FireEye looks to further expansion in Canada with new channel solutions, consumption models

FireEye sells almost entirely through the channel, but has recently doubled down on channel enablement with a series of enablement initiatives that cover product, pricing models, and partner compensation.

Chris Carter, FireEye’s Vice President of Channels

Cybersecurity vendor FireEye has a strong presence in the Canadian market. Now, with the assistance of both new channel-focused packaged offerings, and a new subscription-based pricing model, they are looking to enhance that presence.

“Canada is one of our best regions,” said Chris Carter, FireEye’s Vice President of Channels. “We have a good presence there, and our leader in Canada, Greg Davison, is very channel-friendly.”

FireEye has a hybrid go-to-market model, but the large majority of their business goes through partners.

“In Canada, 98 per cent of our business is channel,” Carter said. “The two per cent that is not is a combination of two things: a named list of global customers to whom we reserve the right to sell direct, even though we often sell to them through partners; and customers who have been breached, who call our hotline directly, and who need to deal with us direct because they won’t or can’t allow a third party to be leveraged in that situation.”

FireEye’s channel strategy varies by product set.

“Our networking products tend to be more sophisticated and require a higher level of support, so we use a more focused value channel there,” Carter said. “Our Helix security operations platform also requires more partner expertise, and we don’t see that changing. We do, however, have products in the midmarket for endpoint and our email solution that can be sold by partners with more limited security experience.”

The channel in Canada overall is relatively select.

“We have less than 30 partners in Canada,” Carter said. “Insight, CDW and Softchoice are focused on endpoint and email, and mainly on smaller customers and a more transactional business. Our value channel is also working very well there for us, supporting very large customers and adding tremendous value. Ingram Micro and Westcon are our distribution in Canada, and both do a very good job for us there.”

Carter, who has been at FireEye for five years, said that over the last two, the company has been remaking its product set to make it more channel-friendly.

“We have been revamping products and developing new ones which are channel-oriented from both a packaging and pricing standpoint,” he said. “The last batch of these we announced at RSA, which target the midmarket.
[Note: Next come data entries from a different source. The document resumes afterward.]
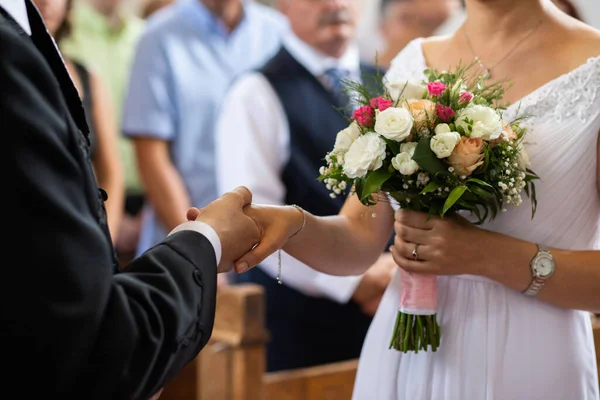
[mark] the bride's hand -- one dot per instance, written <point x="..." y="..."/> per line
<point x="444" y="246"/>
<point x="277" y="224"/>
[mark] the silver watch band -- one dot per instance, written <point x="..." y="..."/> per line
<point x="535" y="286"/>
<point x="537" y="283"/>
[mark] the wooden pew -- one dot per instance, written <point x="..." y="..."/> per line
<point x="596" y="328"/>
<point x="232" y="366"/>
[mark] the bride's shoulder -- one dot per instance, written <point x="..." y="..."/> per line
<point x="411" y="60"/>
<point x="579" y="42"/>
<point x="435" y="44"/>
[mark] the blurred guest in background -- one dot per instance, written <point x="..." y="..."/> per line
<point x="103" y="37"/>
<point x="274" y="129"/>
<point x="151" y="6"/>
<point x="405" y="20"/>
<point x="183" y="65"/>
<point x="99" y="112"/>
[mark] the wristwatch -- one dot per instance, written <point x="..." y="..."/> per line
<point x="542" y="268"/>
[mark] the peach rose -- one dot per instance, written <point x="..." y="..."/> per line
<point x="467" y="156"/>
<point x="423" y="112"/>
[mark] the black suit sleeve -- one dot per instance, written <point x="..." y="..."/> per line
<point x="69" y="325"/>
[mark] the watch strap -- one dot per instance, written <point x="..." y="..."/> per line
<point x="537" y="283"/>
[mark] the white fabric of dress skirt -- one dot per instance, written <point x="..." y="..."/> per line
<point x="498" y="344"/>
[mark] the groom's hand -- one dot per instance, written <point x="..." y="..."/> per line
<point x="237" y="232"/>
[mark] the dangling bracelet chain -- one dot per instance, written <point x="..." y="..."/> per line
<point x="299" y="230"/>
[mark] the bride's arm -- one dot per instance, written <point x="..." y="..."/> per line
<point x="344" y="244"/>
<point x="454" y="246"/>
<point x="449" y="247"/>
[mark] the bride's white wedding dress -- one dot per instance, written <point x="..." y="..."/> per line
<point x="498" y="344"/>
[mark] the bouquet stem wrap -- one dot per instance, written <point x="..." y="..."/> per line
<point x="416" y="327"/>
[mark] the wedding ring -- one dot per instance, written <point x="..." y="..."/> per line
<point x="415" y="253"/>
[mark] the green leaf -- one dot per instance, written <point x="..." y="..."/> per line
<point x="454" y="196"/>
<point x="474" y="210"/>
<point x="373" y="182"/>
<point x="433" y="185"/>
<point x="479" y="182"/>
<point x="533" y="200"/>
<point x="426" y="158"/>
<point x="359" y="187"/>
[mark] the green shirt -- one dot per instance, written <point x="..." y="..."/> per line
<point x="109" y="51"/>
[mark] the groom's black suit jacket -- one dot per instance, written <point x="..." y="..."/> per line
<point x="71" y="325"/>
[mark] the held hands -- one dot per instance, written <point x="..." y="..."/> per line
<point x="448" y="246"/>
<point x="237" y="232"/>
<point x="277" y="225"/>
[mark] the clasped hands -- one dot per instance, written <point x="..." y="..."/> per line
<point x="249" y="233"/>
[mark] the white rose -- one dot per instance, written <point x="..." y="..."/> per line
<point x="444" y="143"/>
<point x="345" y="138"/>
<point x="523" y="161"/>
<point x="365" y="154"/>
<point x="405" y="89"/>
<point x="404" y="163"/>
<point x="394" y="123"/>
<point x="442" y="128"/>
<point x="487" y="124"/>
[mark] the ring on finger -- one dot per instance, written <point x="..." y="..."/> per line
<point x="415" y="253"/>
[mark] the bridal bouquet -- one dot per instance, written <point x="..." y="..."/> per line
<point x="438" y="146"/>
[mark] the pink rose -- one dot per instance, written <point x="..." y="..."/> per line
<point x="444" y="112"/>
<point x="381" y="103"/>
<point x="467" y="156"/>
<point x="465" y="97"/>
<point x="364" y="116"/>
<point x="436" y="88"/>
<point x="423" y="112"/>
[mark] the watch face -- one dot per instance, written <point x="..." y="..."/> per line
<point x="544" y="266"/>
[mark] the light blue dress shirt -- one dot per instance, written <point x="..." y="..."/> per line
<point x="184" y="64"/>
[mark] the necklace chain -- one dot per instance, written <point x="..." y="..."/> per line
<point x="487" y="70"/>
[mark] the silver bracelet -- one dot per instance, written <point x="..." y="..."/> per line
<point x="279" y="251"/>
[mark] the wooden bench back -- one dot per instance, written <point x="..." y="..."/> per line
<point x="232" y="366"/>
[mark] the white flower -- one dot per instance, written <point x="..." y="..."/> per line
<point x="394" y="123"/>
<point x="345" y="138"/>
<point x="523" y="158"/>
<point x="487" y="123"/>
<point x="405" y="89"/>
<point x="365" y="154"/>
<point x="444" y="143"/>
<point x="442" y="128"/>
<point x="404" y="163"/>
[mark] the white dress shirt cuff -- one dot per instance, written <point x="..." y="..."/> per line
<point x="204" y="229"/>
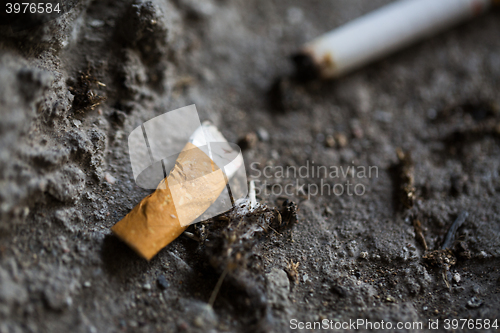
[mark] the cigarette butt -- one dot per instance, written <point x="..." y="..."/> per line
<point x="379" y="33"/>
<point x="159" y="219"/>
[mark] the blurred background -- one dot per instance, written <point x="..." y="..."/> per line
<point x="73" y="88"/>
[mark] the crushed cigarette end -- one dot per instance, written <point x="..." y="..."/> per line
<point x="162" y="216"/>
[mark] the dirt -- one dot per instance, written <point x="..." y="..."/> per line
<point x="73" y="88"/>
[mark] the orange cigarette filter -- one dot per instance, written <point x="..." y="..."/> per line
<point x="192" y="187"/>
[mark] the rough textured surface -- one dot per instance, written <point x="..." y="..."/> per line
<point x="65" y="175"/>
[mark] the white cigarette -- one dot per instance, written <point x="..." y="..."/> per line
<point x="381" y="32"/>
<point x="251" y="195"/>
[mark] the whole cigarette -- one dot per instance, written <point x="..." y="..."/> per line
<point x="381" y="32"/>
<point x="190" y="189"/>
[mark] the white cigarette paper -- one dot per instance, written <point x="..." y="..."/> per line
<point x="385" y="30"/>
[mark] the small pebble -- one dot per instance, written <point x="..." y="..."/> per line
<point x="341" y="139"/>
<point x="330" y="141"/>
<point x="110" y="179"/>
<point x="474" y="302"/>
<point x="162" y="282"/>
<point x="390" y="299"/>
<point x="263" y="134"/>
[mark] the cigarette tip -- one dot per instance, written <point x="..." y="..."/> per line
<point x="305" y="67"/>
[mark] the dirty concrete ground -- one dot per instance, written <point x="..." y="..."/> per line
<point x="66" y="176"/>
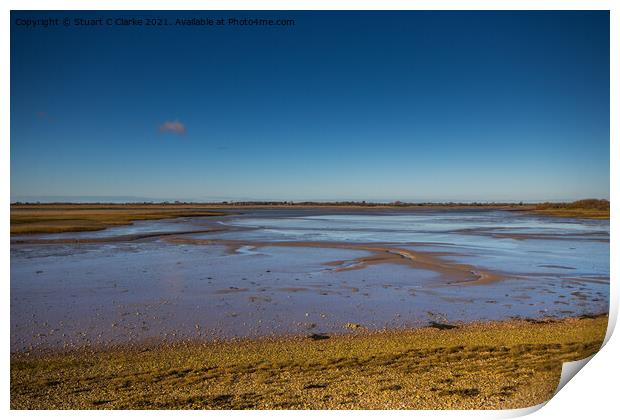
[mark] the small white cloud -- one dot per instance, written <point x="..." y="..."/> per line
<point x="175" y="127"/>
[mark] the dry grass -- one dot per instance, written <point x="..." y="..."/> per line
<point x="588" y="209"/>
<point x="487" y="365"/>
<point x="27" y="219"/>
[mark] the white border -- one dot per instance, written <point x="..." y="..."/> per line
<point x="591" y="395"/>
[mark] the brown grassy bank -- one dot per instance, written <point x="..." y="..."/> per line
<point x="483" y="365"/>
<point x="27" y="219"/>
<point x="588" y="209"/>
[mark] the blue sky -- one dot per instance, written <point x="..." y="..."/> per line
<point x="342" y="105"/>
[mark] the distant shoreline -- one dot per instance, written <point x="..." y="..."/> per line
<point x="31" y="218"/>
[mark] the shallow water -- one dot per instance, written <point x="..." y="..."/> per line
<point x="243" y="280"/>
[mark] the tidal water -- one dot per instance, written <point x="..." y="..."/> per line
<point x="264" y="272"/>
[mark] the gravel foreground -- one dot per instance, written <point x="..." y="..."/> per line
<point x="484" y="365"/>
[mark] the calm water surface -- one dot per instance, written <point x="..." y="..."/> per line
<point x="239" y="279"/>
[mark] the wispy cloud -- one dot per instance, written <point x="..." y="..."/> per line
<point x="175" y="127"/>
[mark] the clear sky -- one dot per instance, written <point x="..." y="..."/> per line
<point x="342" y="105"/>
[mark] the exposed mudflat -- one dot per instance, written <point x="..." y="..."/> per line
<point x="300" y="272"/>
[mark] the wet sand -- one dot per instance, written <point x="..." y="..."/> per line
<point x="493" y="365"/>
<point x="274" y="272"/>
<point x="306" y="308"/>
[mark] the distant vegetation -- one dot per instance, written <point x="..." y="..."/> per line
<point x="590" y="208"/>
<point x="77" y="218"/>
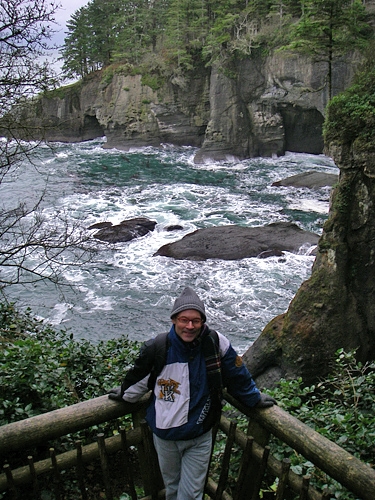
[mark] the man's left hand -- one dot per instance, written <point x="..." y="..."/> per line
<point x="265" y="401"/>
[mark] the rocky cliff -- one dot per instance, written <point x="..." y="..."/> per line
<point x="265" y="107"/>
<point x="335" y="308"/>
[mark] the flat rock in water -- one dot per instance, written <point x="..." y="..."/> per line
<point x="236" y="242"/>
<point x="309" y="179"/>
<point x="127" y="230"/>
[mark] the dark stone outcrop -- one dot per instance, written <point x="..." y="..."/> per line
<point x="236" y="242"/>
<point x="335" y="307"/>
<point x="267" y="105"/>
<point x="125" y="231"/>
<point x="309" y="179"/>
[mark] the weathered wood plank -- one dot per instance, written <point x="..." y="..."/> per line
<point x="90" y="452"/>
<point x="328" y="456"/>
<point x="31" y="431"/>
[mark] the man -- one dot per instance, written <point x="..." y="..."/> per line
<point x="186" y="401"/>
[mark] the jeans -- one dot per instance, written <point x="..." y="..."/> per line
<point x="184" y="466"/>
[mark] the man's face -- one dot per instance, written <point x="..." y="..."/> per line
<point x="188" y="324"/>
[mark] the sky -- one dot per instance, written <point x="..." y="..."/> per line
<point x="63" y="14"/>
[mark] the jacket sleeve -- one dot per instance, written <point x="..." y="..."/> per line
<point x="238" y="380"/>
<point x="135" y="384"/>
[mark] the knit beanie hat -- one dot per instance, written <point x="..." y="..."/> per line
<point x="188" y="300"/>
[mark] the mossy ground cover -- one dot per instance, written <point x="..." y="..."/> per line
<point x="42" y="369"/>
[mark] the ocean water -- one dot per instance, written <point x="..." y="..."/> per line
<point x="126" y="290"/>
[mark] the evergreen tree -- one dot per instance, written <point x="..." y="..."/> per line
<point x="76" y="52"/>
<point x="330" y="29"/>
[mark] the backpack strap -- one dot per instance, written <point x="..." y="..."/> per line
<point x="158" y="352"/>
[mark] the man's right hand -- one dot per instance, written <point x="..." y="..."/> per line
<point x="115" y="394"/>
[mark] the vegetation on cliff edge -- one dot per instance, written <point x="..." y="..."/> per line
<point x="351" y="114"/>
<point x="42" y="369"/>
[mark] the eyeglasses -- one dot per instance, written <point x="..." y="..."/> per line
<point x="185" y="321"/>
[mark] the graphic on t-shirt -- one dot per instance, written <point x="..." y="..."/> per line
<point x="168" y="388"/>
These will be instrumental in business development in Canada.”

A key element of this strategy has been making FireEye’s solutions more accessible to smaller organizations with more limited budgets than FireEye’s core enterprise market, both by lowering acquisition costs and by making it easier to quote and consume the products. At RSA this year, FireEye launched three new product-focused subscription-based consumption solutions – FireEye Endpoint Security, FireEye Network Security and FireEye Email Security. They also launched a comprehensive FireEye Security Suite.

“These solutions will improve partners’ ability to sell us into the midmarket,” Carter indicated. “They all use our Helix platform, which links to our intelligence data, and presents that data to the customer or the partner in a user-friendly format. It provides a lot more context around alerts, and enables the partner to become a more strategic provider to their customer. These are significant strides in product and packaging, which make these solutions now fully ready for the channel.”

Carter said the products are also being packaged for the managed services market.

“Our traditional partners extending their business into managed services has been a big trend, so we have been building APIs into products that will let them connect our products into our management infrastructure,” he stated. “Helix, in the near future, will be positioned as a platform for managed services.”

Carter also stressed that the addition of the user-based consumption-based pricing model will also be a major win for the channel

“These suites simplify quoting and consumption on the end user side,” Carter said. “It’s also per user-based pricing. In the past, pricing was either capacity or device-based, which was much more complicated.

“We have had the subscription-based consumption model for several years, specifically around our cloud-based solutions,” Carter added. “What we are doing now that’s new and different is expanding the number of options that are subscription-based, including networking. We have also changed the way in which we license the appliance component. Before, the software and subscription that came with it were bundled in. Now we have restructured it so the customer can buy our subscription component separately, at a lower cost than before, or as a VM implementation. The subscription that they buy will cover them regardless of how they want to use it, although with the appliance they will still have to buy the hardware. It gives the customer much more flexibility in how they consume and deploy our products.”

Carter said that FireEye has also recently improved their partner program and increased the margin opportunity for partners.

“If a partner brings us an opportunity, we have significantly increased the margin opportunity for them,” he said. “We also changed the base discounts in program to provide additional protection to that partner.”

Back-end rebates for Platinum and Gold partners were also announced and implemented.

“These partners also now have an opportunity for additional margin if they reach the target we mutually agreed on during the business planning process,” Carter noted.

He also highlighted new additions to the FireEye rewards program.

“We allow the sales rep of the partner to earn spiff incentives by registering a new opportunity, and we pay additional incents when it closes, to both the sales rep and the partner sales engineer who was engaged in the opportunity. We believe the SEs pay a big role in selling our products them as well as the salespeople with our FireEye rewards.”

Carter said that it all adds up to a much better scenario for FireEye’s channel.

“The opportunity for the partner has improved significantly,” he said.